My new article on Linkedin “Home Sweet (Virtual) Home”
“A new form of digital currency is apparently moving into the world of real estate,” reported Fox Business on March 21. “The result,” continued the story, “is that a homebuyer just bought a piece of property that they can never actually live in.” The virtual house, created with a new form of block-chain technology called Non-Fungible Token (NFT), cost more than 500,000 very real US dollars.
Even more uncanny is the Reuters story that “A digital artwork by humanoid robot Sophia was sold at auction … for $688,888 in … the latest sign of a frenzy in the NFT art world.” Indeed, virtual reality is taking over.
But if you think about it, everything is virtual. When you look at how people lived fifty or sixty years ago, was their entertainment not largely virtual? They would come home from work and relax on the couch with a book or watch TV. The world they drifted to was virtual, invented by the author or the scriptwriter.
If they went to the theater, the movie presented a virtual world that existed only as long as the movie played on, and even then it was real only to the extent that the people in the theater “bought” the story. Yet, the money people paid to go to the movies or buy a book was real money. So in fact, nothing has changed but the means; the illusion is the same.
While our pastime has always relied on illusion, it yielded something very real: feelings. We may never know whether what we perceive is truly as we perceive it or perhaps it is some sort of an illusion, but we can always tell what we feel, and this is really all we care about (even if we don’t admit it). Feelings govern us; they decide what we do, and we spend our lives looking for ways to feel good. If we feel good, life is good; if we feel bad, so is life.

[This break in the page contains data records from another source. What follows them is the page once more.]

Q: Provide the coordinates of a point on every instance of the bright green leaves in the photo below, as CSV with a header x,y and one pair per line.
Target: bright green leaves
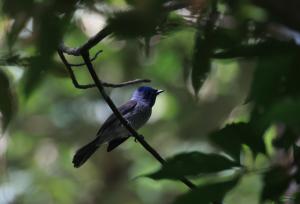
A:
x,y
201,61
193,164
206,194
233,136
7,107
198,164
276,182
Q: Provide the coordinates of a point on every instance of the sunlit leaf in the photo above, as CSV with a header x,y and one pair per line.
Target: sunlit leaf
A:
x,y
6,100
207,194
50,32
201,61
285,111
275,183
233,136
192,164
286,140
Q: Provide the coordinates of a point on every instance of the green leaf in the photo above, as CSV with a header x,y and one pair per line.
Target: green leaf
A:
x,y
286,140
265,48
192,164
40,65
233,136
276,182
285,111
6,100
134,23
201,61
275,77
207,194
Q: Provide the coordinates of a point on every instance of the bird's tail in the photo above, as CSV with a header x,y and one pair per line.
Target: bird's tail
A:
x,y
85,152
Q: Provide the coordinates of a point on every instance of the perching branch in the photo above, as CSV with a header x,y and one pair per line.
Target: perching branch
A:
x,y
83,64
133,132
106,84
84,52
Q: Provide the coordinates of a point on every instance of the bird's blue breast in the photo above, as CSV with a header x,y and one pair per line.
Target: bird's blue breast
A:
x,y
139,115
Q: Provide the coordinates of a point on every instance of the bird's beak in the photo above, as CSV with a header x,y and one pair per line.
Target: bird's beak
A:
x,y
159,91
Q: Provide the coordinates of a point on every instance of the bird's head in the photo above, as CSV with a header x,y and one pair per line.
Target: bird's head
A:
x,y
146,94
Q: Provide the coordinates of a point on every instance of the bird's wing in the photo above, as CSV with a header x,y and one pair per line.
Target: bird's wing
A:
x,y
115,143
124,109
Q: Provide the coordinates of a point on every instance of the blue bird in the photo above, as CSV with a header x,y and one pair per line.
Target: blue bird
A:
x,y
137,111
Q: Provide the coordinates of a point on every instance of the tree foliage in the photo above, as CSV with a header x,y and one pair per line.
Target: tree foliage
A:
x,y
182,46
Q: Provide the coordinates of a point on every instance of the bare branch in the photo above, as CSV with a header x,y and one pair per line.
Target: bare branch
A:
x,y
133,132
83,64
106,84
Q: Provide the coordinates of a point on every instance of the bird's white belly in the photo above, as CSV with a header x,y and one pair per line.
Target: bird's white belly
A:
x,y
136,118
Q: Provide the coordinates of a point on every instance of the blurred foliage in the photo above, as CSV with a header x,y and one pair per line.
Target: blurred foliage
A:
x,y
229,119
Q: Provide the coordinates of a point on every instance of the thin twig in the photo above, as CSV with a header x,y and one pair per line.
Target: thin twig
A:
x,y
83,64
133,132
106,84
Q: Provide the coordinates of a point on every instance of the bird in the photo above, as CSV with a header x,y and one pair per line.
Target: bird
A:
x,y
136,111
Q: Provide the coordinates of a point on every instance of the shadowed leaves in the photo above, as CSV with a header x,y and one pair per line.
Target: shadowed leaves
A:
x,y
276,182
233,136
207,194
193,164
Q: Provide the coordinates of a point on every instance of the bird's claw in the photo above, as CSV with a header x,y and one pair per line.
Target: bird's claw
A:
x,y
140,136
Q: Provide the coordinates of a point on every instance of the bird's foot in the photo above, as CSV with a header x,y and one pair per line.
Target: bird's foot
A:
x,y
140,136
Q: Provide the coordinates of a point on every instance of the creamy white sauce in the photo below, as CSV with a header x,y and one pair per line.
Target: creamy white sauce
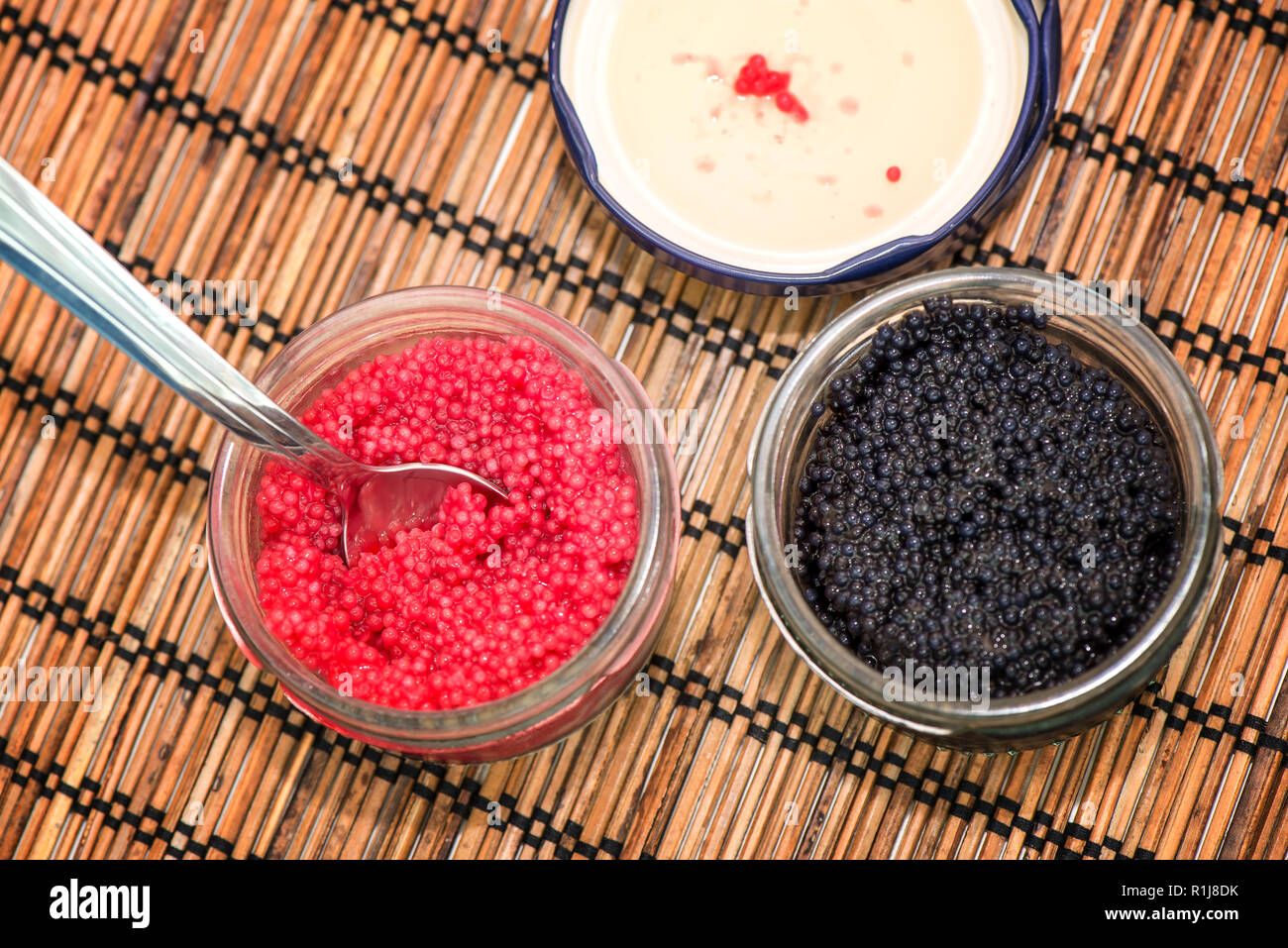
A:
x,y
928,86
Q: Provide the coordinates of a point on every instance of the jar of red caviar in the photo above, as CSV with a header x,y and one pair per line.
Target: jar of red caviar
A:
x,y
317,363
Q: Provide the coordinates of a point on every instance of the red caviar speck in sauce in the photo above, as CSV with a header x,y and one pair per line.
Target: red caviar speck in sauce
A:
x,y
485,600
756,78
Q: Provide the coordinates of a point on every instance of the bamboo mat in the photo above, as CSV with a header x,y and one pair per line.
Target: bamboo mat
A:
x,y
334,150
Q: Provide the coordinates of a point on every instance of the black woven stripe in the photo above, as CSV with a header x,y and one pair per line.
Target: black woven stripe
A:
x,y
709,697
1219,350
465,40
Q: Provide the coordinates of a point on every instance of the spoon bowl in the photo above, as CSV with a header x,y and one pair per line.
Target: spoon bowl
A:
x,y
400,497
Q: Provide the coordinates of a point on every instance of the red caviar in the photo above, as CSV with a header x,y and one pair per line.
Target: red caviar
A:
x,y
756,78
483,601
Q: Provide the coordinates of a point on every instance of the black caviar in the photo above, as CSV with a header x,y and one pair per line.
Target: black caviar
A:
x,y
980,497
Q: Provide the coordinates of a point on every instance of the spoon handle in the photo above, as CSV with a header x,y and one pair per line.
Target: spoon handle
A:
x,y
62,260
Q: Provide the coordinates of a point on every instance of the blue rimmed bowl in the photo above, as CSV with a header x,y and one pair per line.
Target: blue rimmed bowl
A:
x,y
599,161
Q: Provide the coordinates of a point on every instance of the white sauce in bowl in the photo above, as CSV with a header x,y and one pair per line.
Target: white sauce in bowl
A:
x,y
928,86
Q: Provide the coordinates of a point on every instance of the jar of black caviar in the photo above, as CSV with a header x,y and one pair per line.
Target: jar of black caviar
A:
x,y
986,505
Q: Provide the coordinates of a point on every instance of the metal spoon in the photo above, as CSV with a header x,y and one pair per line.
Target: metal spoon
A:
x,y
62,260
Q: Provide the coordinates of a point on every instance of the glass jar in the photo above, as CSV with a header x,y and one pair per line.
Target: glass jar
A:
x,y
549,708
1100,333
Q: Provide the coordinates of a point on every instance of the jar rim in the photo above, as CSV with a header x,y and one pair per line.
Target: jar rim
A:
x,y
638,604
1043,712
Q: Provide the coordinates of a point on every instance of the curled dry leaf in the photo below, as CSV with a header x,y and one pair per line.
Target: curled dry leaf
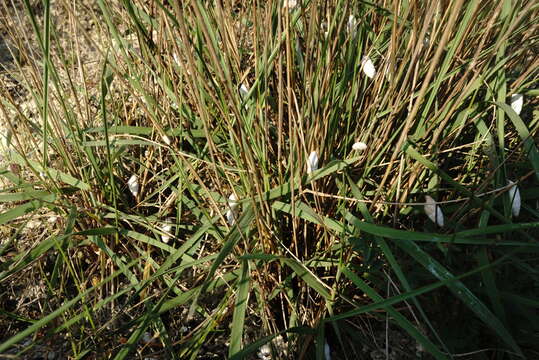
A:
x,y
514,196
433,211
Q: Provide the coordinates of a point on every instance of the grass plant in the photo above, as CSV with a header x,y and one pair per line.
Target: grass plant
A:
x,y
234,238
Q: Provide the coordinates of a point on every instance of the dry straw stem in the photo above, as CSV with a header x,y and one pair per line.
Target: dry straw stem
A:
x,y
156,88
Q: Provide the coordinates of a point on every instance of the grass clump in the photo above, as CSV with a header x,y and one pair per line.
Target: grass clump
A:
x,y
234,179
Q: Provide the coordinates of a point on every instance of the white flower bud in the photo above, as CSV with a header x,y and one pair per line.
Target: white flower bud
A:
x,y
167,228
351,26
359,146
244,90
517,100
514,196
433,211
368,67
132,183
289,4
312,162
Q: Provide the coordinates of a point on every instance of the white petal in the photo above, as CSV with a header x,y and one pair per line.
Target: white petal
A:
x,y
289,4
434,212
312,162
244,90
166,228
359,146
233,201
351,26
514,196
230,217
264,353
368,67
517,100
132,183
327,351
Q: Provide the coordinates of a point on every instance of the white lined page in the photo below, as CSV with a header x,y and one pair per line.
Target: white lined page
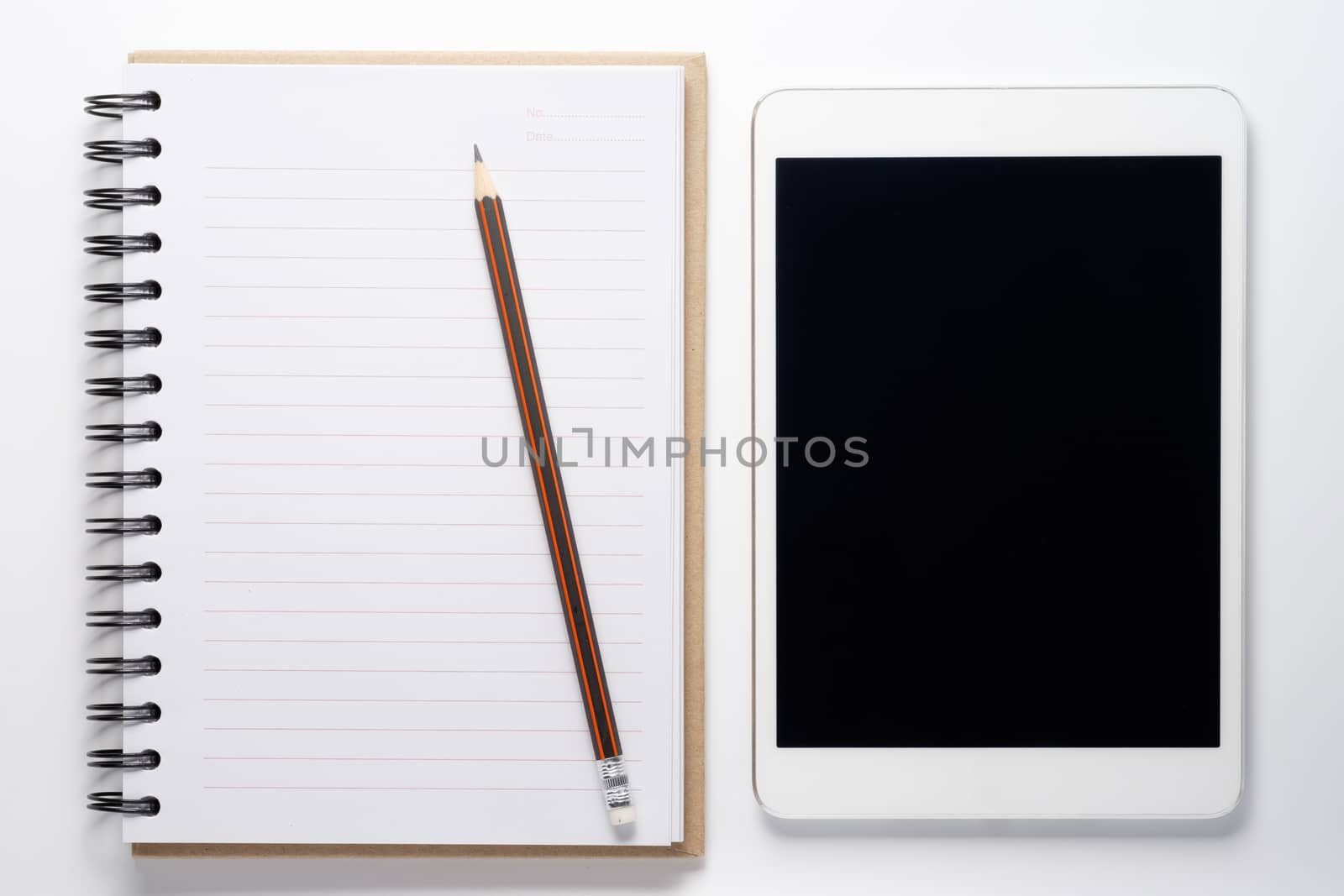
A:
x,y
362,638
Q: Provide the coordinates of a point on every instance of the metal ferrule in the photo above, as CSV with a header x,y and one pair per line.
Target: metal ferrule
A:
x,y
616,785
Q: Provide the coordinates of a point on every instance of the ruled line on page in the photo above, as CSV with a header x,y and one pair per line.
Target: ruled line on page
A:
x,y
475,259
432,700
481,731
459,170
449,348
434,672
421,584
418,407
421,553
412,317
628,644
396,436
417,199
417,495
288,464
534,759
438,230
474,289
499,526
413,613
581,790
403,376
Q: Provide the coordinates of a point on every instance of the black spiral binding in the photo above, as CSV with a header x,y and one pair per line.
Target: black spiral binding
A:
x,y
116,293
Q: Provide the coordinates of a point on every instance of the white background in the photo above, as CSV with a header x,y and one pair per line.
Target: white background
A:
x,y
1284,62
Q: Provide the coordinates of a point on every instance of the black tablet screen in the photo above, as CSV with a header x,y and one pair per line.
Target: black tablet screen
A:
x,y
1016,540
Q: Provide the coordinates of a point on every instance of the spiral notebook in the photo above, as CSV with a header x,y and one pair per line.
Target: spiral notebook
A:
x,y
340,627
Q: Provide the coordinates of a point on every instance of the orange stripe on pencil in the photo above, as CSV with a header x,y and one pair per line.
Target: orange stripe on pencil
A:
x,y
551,497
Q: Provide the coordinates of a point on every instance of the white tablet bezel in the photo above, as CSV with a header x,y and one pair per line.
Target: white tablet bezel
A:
x,y
999,782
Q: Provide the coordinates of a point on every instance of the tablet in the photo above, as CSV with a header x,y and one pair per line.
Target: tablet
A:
x,y
999,484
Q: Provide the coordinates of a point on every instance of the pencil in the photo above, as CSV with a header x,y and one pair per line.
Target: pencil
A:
x,y
550,495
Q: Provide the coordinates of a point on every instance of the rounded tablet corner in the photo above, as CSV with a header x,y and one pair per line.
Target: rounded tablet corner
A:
x,y
1231,805
1233,105
763,799
761,102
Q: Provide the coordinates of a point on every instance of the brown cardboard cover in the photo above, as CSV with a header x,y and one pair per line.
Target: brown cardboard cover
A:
x,y
692,844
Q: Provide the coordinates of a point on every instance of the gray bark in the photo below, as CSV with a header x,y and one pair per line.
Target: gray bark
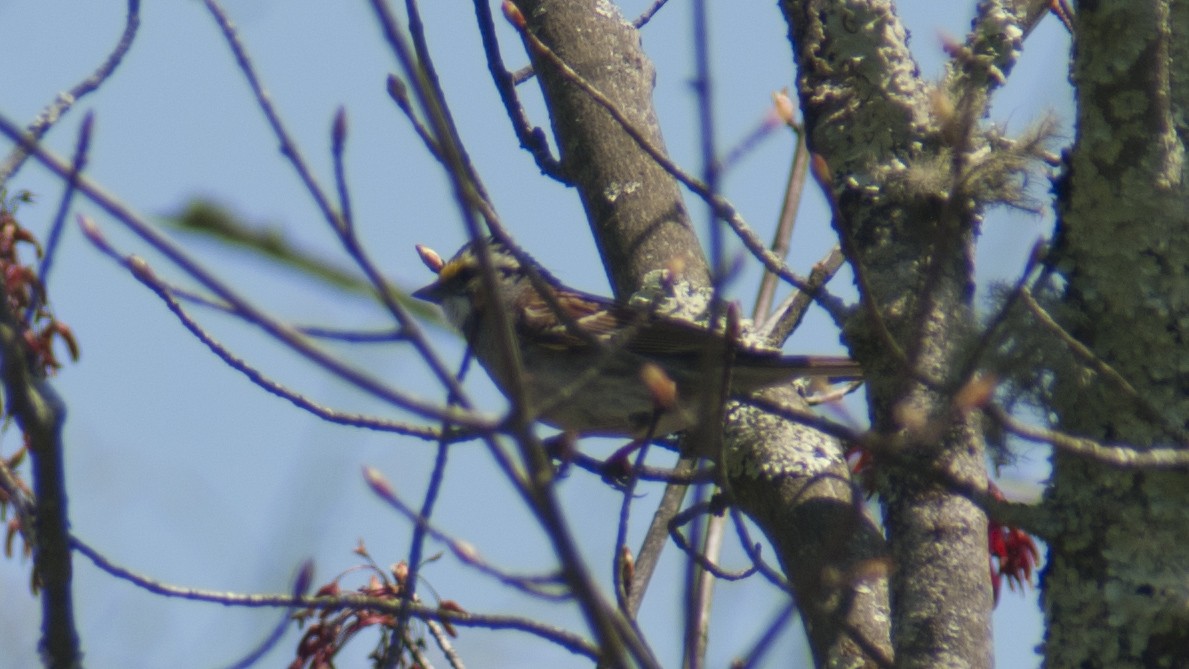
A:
x,y
1114,587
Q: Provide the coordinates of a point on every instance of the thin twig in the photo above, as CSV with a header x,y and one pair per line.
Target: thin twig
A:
x,y
530,137
57,108
793,189
60,218
1124,456
564,638
281,332
463,551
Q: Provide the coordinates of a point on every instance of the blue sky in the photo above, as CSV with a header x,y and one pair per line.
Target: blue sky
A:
x,y
181,468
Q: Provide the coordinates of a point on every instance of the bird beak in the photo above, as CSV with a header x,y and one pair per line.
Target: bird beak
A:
x,y
432,292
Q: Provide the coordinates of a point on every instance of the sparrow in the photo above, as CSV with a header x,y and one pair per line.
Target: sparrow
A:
x,y
606,367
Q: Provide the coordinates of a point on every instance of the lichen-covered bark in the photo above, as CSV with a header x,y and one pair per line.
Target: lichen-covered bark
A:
x,y
794,483
1114,587
641,225
869,118
633,204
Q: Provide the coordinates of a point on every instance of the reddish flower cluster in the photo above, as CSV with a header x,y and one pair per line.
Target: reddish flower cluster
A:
x,y
26,295
27,304
333,628
1013,553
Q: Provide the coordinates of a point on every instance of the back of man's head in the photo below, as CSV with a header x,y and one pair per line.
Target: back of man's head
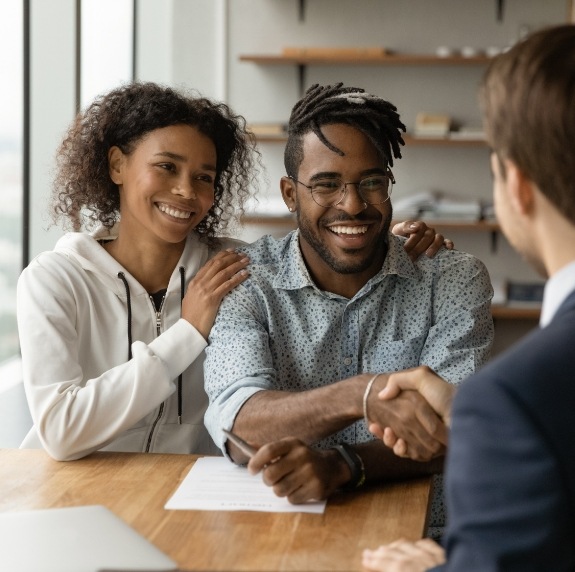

When something makes us feel good, we don’t care if it is physical or virtual; as long as we enjoy it, we want it. If I have half a million dollars to spend on feeling good, and a virtual home will give me that good feeling, there is no reason whatsoever not to spend it.
Therefore, we shouldn’t patronize people who spend a fortune on virtual art, or spend hours in virtual games. After all, we, too, are governed by our feelings. This is the real lesson we should learn from people’s willingness to purchase a house where they will never set foot.